Bridge Biotherapeutics announced a research collaboration with Dr. Jessica M. Konen's Lab at Emory University School of Medicine. The collaboration will explore the potential therapeutic benefits of combination therapy of BBT-877, a novel autotaxin (ATX) inhibitor, with anti-PD-1 immunotherapy for the treatment of non-small cell lung cancer (NSCLC) in patients harboring KRAS and P53 (KP) mutations who are resistant to anti-PD-1 blockade. As a member of the cancer immunology research program at Winship Cancer Institute of Emory University, Dr. Konen's research has shown that autotaxin has a direct impact on the body's immune response to tumors.

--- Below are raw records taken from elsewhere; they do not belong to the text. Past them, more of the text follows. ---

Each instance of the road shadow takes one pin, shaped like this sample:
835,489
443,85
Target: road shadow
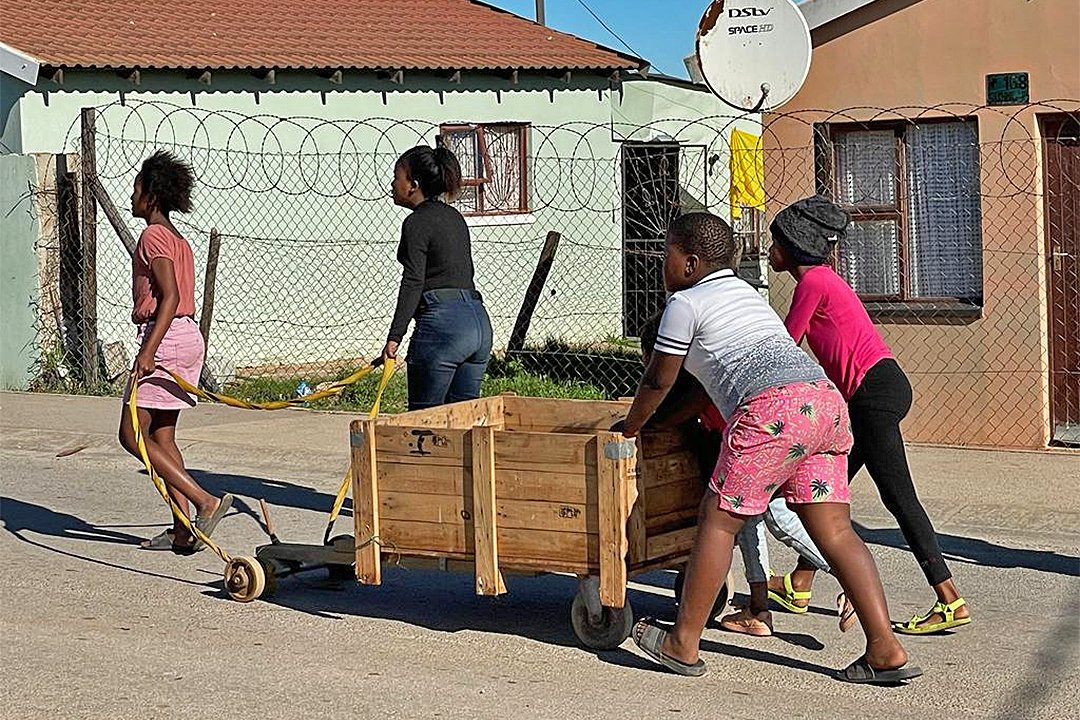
18,516
537,608
974,551
275,492
21,518
625,659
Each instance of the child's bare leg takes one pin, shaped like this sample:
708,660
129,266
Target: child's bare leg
710,561
160,439
169,462
126,436
829,526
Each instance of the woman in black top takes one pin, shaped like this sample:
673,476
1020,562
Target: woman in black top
451,342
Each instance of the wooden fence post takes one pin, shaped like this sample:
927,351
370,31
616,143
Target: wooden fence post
206,316
532,294
70,262
210,284
89,266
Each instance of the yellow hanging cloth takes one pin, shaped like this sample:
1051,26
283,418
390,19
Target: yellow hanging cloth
747,173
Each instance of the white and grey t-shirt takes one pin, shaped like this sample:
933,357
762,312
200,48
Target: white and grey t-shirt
734,343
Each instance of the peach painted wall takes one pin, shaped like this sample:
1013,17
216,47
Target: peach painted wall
983,382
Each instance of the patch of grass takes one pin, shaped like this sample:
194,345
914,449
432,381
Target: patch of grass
616,368
502,377
532,385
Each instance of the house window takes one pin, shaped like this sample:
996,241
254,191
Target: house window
650,202
913,191
494,167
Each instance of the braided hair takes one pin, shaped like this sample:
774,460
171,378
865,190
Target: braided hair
435,171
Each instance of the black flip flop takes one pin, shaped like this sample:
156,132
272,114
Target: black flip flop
650,638
206,525
163,541
860,671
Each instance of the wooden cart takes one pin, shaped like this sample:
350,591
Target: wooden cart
523,485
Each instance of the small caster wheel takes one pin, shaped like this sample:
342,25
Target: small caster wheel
721,597
244,579
346,543
613,625
340,573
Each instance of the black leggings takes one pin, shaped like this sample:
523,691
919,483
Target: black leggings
881,401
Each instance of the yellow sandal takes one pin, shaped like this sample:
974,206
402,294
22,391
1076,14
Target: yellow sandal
791,595
915,625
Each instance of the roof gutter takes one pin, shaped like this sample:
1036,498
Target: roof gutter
18,65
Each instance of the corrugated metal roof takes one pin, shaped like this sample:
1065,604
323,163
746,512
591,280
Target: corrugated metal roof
292,34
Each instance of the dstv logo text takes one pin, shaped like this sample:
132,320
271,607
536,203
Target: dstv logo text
748,12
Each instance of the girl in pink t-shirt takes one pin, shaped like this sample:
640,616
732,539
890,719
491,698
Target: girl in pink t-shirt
828,314
164,304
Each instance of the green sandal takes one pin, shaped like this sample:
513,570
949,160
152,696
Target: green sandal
791,595
915,625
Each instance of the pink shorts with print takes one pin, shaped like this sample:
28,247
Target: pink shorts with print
793,439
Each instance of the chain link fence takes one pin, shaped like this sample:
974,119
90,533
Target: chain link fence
963,244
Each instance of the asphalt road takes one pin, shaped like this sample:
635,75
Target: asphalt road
93,627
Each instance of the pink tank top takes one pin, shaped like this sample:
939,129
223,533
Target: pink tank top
833,320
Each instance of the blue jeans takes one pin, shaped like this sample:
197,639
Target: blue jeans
449,349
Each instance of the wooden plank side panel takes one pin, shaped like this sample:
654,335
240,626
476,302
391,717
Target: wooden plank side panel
431,538
543,549
547,548
399,475
656,443
564,484
485,412
485,538
636,526
616,499
559,450
365,498
682,496
422,446
670,467
541,415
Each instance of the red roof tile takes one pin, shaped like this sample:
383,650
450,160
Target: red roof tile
292,34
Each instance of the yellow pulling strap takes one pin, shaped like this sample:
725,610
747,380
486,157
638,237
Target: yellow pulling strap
334,390
388,369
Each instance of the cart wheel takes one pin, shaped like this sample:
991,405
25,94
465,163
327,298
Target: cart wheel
721,597
613,626
244,579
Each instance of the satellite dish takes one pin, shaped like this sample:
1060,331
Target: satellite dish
754,54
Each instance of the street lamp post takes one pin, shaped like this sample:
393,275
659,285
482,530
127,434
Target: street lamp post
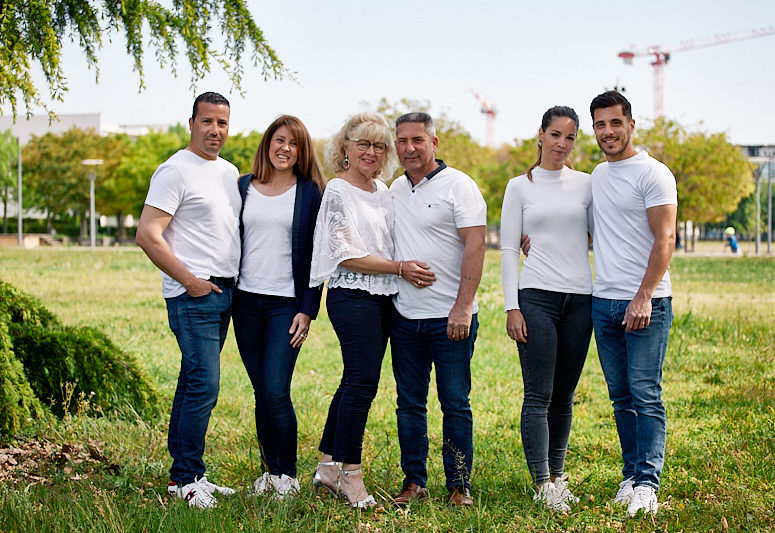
19,217
769,204
92,177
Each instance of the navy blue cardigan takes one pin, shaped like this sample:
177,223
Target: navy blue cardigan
305,213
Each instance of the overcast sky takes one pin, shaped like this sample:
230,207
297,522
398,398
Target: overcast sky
522,56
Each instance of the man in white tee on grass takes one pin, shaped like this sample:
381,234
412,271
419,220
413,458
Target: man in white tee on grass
634,207
189,228
440,217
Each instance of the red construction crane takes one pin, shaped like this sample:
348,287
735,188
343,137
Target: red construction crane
661,55
489,111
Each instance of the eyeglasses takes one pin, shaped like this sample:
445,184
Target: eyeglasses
362,145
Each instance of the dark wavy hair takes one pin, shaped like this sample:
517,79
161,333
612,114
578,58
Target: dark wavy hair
209,98
610,99
551,114
307,166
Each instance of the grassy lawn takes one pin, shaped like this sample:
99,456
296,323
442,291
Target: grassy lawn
719,390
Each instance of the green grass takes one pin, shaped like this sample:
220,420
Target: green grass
719,391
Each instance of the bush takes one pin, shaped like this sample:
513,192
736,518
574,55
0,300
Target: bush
42,361
18,404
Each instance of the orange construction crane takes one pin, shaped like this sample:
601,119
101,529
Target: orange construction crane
489,111
661,55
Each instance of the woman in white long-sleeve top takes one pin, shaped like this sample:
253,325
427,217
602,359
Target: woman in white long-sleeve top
548,304
353,251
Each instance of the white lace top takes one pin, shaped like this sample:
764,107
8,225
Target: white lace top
351,224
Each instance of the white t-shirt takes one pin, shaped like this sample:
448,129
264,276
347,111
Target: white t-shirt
203,199
555,210
353,223
428,217
266,251
622,193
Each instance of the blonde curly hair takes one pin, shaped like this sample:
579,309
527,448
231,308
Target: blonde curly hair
369,126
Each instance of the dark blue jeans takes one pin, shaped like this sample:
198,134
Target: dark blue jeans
261,325
559,327
632,364
200,325
415,346
361,322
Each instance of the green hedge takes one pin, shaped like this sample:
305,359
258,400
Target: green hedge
18,404
40,359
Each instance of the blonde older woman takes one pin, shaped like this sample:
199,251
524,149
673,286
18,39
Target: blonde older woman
353,251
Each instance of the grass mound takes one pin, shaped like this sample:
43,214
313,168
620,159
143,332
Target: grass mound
43,363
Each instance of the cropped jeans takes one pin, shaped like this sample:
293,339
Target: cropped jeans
361,322
415,345
632,364
200,325
559,327
261,324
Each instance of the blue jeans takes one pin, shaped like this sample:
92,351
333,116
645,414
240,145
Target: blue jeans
415,346
261,325
632,364
200,325
361,322
559,327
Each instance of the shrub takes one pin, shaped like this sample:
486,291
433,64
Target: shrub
18,404
43,361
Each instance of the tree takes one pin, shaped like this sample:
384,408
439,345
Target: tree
240,149
712,175
33,31
56,180
8,155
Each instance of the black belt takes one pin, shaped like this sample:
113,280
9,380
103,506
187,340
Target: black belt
226,282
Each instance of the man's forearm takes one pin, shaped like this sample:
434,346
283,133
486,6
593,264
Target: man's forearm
470,271
659,261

Specifically, higher levels of ATX expression are associated with a decrease in the number of tumor-infiltrating CD8 T cells and an increase in inflammatory gene signatures, including those related to the cytolytic activity of CD8 T cells. Furthermore, an activated tumor-immune microenvironment upregulates ATX and thus provides opportunities for acquired resistance to anti-PD-1 treatment. From their in vitro studies, the company and the laboratory found that BBT-877 induces CD4 and CD8 T cell proliferation and activation markers, with a robust increase in CD8 T cells that express Granzyme B. The ongoing research collaboration is dedicated to investigating the potential benefits of combining BBT-877 with anti-PD-1 therapy as a treatment approach.

Under the terms of the collaboration, Bridge Biotherapeutics will provide financial support and access to BBT-877, while Dr. Jessica Konen's Lab will contribute its expertise in immunology and oncology. Together, the two entities will conduct preclinical studies to evaluate the therapeutic potential of BBT-877 in enhancing anti-tumor immunity.